The annual conference of the Academy of Information Technology convened on Wednesday, March 21, to host kids from five Utah school districts and reinforce the AOIT objective of offering better ways for students to learn. As a member program of the National Academy Foundation, a national network that supports the extracurricular development of professional and personal success, AOIT has branches to work with high school students all over the country.
Director of the local AOIT board Patricia Isom expressed the board’s desire to not only provide young students with education and opportunities, but to also build and maintain interest in the field, which Isom hopes will be contagious.
“We want to not only give students an idea of what’s available to them, but to wow them,” Isom said.
After the buzz of teenage chatter died down in the spacious conference hall before the keynote presentation, Jason Bangerter, adjunct instructor at UVU and owner of the nationally recognized design firm, “Struck,”explained to the students that both form and function are necessary for appealing interactions on the Internet.
As part of his presentation about design-emphasized engineering, Bangerter invited four students from his class, Special Topics in Graphic Design, to show the high school conference goers their class projects.
UVU students, Ethan Clark, Stephanie Bird, Nick Bluth and UVU Review Life Designer, Drew Milton, showcased projects that ranged from animated stock portfolios to a program that tracks and analyzes business’ check–in based promotions from apps like Foursquare, Yelp and Facebook.
Making things like app construction, software development and HTML 5 – all included as topics in the day’s sessions – appeal to high school age kids might seem like a daunting task, but the attendees of the conference were uncharacteristically excited to be there Wednesday, learning from the likes of Electronic Arts Animation Director Paul Metcalfe and EA Creative Director Richard Reagan.
Nicole Neumarker, vice president of technology at Neutron Interactive, taught a session called “Technology – not just a dude thing.” Neumarker explained that access to technology creation and design is no longer limited to a certain demographic.

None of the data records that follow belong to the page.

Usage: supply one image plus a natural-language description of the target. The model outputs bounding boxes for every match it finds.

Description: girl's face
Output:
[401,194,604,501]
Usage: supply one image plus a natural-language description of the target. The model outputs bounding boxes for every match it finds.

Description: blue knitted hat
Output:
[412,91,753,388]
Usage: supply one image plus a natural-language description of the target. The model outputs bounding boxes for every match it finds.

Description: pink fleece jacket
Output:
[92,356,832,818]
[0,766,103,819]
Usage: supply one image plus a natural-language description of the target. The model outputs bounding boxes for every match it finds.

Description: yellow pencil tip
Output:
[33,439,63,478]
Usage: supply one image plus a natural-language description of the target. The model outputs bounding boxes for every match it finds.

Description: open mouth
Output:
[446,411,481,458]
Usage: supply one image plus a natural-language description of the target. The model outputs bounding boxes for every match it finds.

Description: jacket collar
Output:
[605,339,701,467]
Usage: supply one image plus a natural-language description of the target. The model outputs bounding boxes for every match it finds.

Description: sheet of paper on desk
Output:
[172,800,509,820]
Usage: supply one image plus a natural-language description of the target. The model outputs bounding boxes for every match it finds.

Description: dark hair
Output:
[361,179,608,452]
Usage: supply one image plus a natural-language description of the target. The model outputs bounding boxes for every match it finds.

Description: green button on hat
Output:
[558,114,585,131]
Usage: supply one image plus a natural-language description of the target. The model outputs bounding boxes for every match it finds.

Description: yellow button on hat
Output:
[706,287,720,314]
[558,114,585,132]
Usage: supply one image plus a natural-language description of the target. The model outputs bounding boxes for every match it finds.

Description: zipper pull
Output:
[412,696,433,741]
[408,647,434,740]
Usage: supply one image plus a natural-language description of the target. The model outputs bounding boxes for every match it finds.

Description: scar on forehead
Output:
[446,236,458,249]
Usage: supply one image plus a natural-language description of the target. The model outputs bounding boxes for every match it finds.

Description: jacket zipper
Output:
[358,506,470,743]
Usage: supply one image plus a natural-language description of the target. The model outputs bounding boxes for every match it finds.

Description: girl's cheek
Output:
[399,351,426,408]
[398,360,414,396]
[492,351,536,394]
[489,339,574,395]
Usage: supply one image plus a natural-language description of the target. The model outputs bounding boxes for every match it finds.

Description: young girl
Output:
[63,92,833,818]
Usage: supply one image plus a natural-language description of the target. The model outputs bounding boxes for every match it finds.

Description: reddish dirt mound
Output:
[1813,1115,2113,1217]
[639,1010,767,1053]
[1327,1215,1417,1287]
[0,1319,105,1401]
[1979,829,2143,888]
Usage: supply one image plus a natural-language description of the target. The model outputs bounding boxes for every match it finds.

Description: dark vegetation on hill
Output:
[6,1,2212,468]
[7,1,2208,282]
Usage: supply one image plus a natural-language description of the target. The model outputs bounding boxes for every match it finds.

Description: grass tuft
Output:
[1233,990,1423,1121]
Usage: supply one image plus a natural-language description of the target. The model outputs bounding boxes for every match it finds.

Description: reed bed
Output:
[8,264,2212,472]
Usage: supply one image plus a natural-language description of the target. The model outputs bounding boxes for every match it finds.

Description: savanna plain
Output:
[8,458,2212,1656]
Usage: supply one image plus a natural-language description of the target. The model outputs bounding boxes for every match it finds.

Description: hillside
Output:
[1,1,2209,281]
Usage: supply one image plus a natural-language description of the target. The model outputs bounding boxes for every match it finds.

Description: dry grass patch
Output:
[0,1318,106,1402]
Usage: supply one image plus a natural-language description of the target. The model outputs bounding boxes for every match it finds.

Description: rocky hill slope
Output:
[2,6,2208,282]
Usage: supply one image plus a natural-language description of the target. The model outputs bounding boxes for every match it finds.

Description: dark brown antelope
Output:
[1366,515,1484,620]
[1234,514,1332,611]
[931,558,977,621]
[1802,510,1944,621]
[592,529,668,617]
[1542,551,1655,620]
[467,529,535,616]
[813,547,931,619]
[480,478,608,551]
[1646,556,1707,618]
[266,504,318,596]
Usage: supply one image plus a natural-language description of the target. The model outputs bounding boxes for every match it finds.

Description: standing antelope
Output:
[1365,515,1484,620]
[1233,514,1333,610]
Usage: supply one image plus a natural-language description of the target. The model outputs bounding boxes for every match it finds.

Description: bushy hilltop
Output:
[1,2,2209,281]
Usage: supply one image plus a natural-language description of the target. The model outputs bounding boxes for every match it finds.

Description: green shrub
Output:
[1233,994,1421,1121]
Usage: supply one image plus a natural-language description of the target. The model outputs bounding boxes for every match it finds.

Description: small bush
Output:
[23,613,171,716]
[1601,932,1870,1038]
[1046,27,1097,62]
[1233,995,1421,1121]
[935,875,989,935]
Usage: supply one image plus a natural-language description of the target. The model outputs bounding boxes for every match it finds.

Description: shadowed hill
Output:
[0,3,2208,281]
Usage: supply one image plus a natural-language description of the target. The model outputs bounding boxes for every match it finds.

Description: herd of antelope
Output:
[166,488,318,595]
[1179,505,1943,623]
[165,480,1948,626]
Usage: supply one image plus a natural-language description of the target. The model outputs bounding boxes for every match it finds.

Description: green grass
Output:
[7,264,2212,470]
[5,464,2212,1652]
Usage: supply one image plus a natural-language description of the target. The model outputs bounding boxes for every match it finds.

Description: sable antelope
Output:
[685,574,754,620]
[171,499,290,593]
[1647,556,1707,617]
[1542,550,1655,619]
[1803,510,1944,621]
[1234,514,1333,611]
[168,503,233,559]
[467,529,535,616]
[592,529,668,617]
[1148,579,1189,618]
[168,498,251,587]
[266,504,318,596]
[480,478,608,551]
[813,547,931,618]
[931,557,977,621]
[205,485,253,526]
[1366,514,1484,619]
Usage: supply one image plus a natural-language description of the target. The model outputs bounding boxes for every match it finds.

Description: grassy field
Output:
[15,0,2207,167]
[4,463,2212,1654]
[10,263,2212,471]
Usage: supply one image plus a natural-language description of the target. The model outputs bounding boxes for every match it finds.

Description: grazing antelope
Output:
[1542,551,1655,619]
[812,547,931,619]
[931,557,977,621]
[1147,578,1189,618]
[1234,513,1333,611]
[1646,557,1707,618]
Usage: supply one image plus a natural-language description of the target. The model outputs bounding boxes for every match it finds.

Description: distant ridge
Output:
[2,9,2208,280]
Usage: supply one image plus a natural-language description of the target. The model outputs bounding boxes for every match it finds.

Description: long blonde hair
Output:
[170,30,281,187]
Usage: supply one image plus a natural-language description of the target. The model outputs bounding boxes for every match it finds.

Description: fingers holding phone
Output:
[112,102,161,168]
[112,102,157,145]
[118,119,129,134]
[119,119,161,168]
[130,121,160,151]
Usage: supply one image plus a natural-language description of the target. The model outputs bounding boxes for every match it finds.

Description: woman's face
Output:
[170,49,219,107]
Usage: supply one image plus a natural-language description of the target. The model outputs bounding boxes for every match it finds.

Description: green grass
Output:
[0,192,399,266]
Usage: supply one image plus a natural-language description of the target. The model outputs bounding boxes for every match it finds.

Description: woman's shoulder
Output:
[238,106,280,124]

“[We are] on the cusp of a singularity of capabilities because of the exponential growth of technology,” Neumarker said.
That singularity felt almost palpable at this conference, with the wisdom imparted to the eager youth in the speeches and seminars falling impartially on the ears of each person.
NAF Regional Director Beth Kay articulated the success of the annual AOIT Conference.
“[This conference] is a great example of how excited, committed adults in a community can change people’s futures,” Kay said.